Parker, Robert B. – Stranger in Paradise (Jesse Stone 7)

Trouble im Paradies: Ein Apache auf dem Kriegspfad

Wilson Cromartie versetzte Paradise vor zehn Jahren in Aufregung, entkam aber nach einem Coup mit 20 Mio. Dollar Beute. Was treibt „Crow“ jetzt wieder hierher, fragt sich Chief Jesse Stone. Crow sucht für einen Florida-Gangster dessen geflohene Frau und Tochter. Als Crow die beiden findet, erteilt ihm der Gangster den Befehl, die Frau umzulegen und das Kind zu ihm zu bringen. Crow hat jedoch Prinzipien. Dazu gehört, niemals Frau zu töten oder zu verletzen. Seine Weigerung führt dazu, dass der Gangster eine Gang mit seiner Ermordung beauftragt und der Gangster persönlich nach Paradise kommt. Es kommt zum Krieg im Paradies …

Der Autor

Der US-Autor Robert B. Parker, 1932-2010, gehörte zu den Topverdienern im Krimigeschäft, aber auch zu den fleißigsten Autoren – er hat bis zum seinem unerwarteten Tod im Januar 2010 über 50 Romane veröffentlicht. Am bekanntesten sind neben der „Spenser“-Reihe wohl seine neun „Jesse Stone“-Krimis, denn deren Verfilmung mit Tom Selleck in der Titelrolle wird gerade vom ZDF gezeigt. Parker lebte in Boston, Massachusetts, und dort oder in der Nähe spielen fast alle seine Krimis.

„Jesse Stone“-Krimis:

1) [„Night Passage“]http://buchwurm.info/book/anzeigen.php?id__book=6811
2) [„Trouble in Paradise“]http://buchwurm.info/book/anzeigen.php?id__book=6816
3) [„Death in Paradise“]http://buchwurm.info/book/anzeigen.php?id__book=6815
4) [„Stone Cold“]http://buchwurm.info/book/anzeigen.php?id__book=6810
5) [„Sea Change“]http://buchwurm.info/book/anzeigen.php?id__book=6812
6) [„High Profile“]http://buchwurm.info/book/anzeigen.php?id__book=6813
7) [„Stranger in Paradise“]http://buchwurm.info/book/anzeigen.php?id__book=6814
8) „Night and Day“
9) „Split Image“

Die „Sunny Randall“-Reihe:

1) „Family Honor“
2) „Perish Twice“
3) „Shrink Rap“
4) „Melancholy Baby“
5) „Blue Screen“
6) „Spare Change“

Unter anderem in der „Spenser„-Reihe, die derzeit 50 Romane umfasst, erschienen:

„Widow’s Walk“, „Potshot“, „Hugger Mugger“, „Potshot“, „Small Vices“, „Bad Business“, „Back Story“ …

Und viele Weitere.

Außerdem schrieb Parker ein Sequel zu Raymond Chandlers verfilmtem Klassiker „The Big Sleep“ (mit Bogart und Bacall) „und mit „Poodle Springs“ einen unvollendeten „Chandler“-Krimi zu Ende. „Gunman’s Rhapsody“ ist seine Nacherzählung der Schießerei am O.K. Corral mit Wyatt Earp und Doc Holliday, ein klassischer Western.

Handlung

Mittlerweile sind zehn Jahre in Paradise vergangen, seitdem die Stadt überfallen wurde (in „Trouble-“ oder „Death in Paradise“). Damals nahm eine Bande von Räubern brave Bürger als Geisel und erpresste 20 Mio. Dollar Lösegeld. Chief Jesse Stone konnte das Geiseldrama beenden, doch ein Mann entkam mit der Beute: Wilson Cromartie, der Apache. Ohne einen Tropfen Blut zu vergießen.

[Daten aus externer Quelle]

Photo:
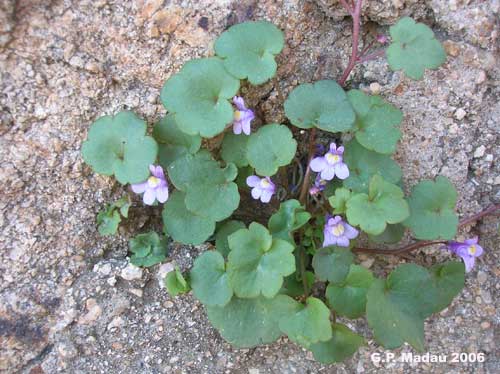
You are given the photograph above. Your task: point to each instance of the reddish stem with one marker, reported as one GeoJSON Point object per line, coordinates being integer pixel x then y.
{"type": "Point", "coordinates": [426, 243]}
{"type": "Point", "coordinates": [356, 26]}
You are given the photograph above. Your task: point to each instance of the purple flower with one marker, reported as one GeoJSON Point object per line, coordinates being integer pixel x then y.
{"type": "Point", "coordinates": [318, 186]}
{"type": "Point", "coordinates": [468, 250]}
{"type": "Point", "coordinates": [242, 117]}
{"type": "Point", "coordinates": [331, 164]}
{"type": "Point", "coordinates": [154, 188]}
{"type": "Point", "coordinates": [262, 188]}
{"type": "Point", "coordinates": [338, 232]}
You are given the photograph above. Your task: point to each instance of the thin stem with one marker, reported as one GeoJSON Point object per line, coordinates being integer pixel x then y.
{"type": "Point", "coordinates": [305, 182]}
{"type": "Point", "coordinates": [356, 26]}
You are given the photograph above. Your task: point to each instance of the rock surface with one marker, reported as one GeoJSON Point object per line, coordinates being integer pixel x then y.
{"type": "Point", "coordinates": [65, 304]}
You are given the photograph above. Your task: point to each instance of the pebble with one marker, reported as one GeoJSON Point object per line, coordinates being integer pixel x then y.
{"type": "Point", "coordinates": [131, 272]}
{"type": "Point", "coordinates": [460, 114]}
{"type": "Point", "coordinates": [479, 152]}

„Crow“, wie er sich nennen lässt, taucht heute wieder in Paradise auf, genauer gesagt: in Stones Polizeistation. Er bittet den Polizeichef, ihm freie Hand bei seinem Auftrag zu lassen, den er in der Stadt ausführen möchte. Natürlich sagt er nichts darüber, worum es sich handelt. Stone kann ihn nicht auf der Stelle verhaften lassen, denn die Raubtat ist inzwischen gewissermaßen verjährt. Aber Stone verspricht, ihn sofort festzunehmen, sollte sich herausstellen, dass Crow an einer Gewalttat beteiligt gewesen. Dann gilt die Verjährungsfrist nämlich nicht.

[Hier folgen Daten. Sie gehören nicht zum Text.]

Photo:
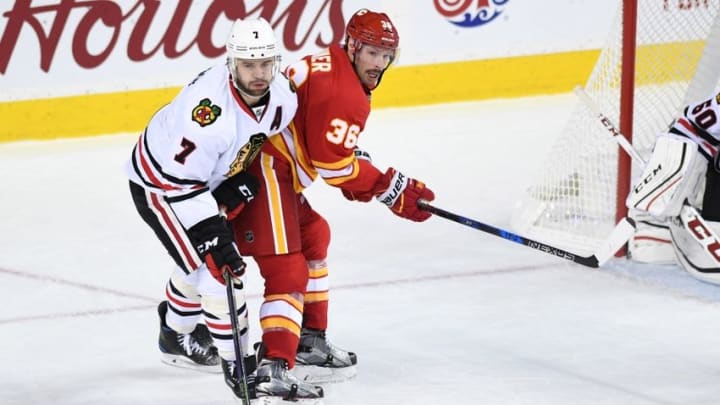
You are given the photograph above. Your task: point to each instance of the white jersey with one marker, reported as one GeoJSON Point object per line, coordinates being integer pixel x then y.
{"type": "Point", "coordinates": [205, 135]}
{"type": "Point", "coordinates": [701, 123]}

Während sich Stone anderen Problemen zu widmen hat, stößt Crow, der Apache, schon bald auf eine erste Spur. Der Gangster, der ihn geschickt hat, informiert ihn, dass die gesuchte Amber Francisco, die 14-jährige Tochter des Gangsters, mit Kreditkarte gezahlt hat, als sie einen neuen Fernseher kaufte. Das war in Marshport, dem schäbigen, heruntergekommenen Nachbarort von Paradise. Dort spürt Crow die Adresse auf, an dieder Fernseher geliefert wurde: die Unterkunft einer Latino-Gang, deren Anführer Esteban Carty ist. Das Mädchen – sie nennt sich jetzt Alice – ist nicht da. Kein Problem. Nachdem Crow einen der Möchtegernbanditen erschossen hat, ist die Adresse von Alice ein Kinderspiel: Sie wohnt mit ihrer Mutter Fiona in Paradise.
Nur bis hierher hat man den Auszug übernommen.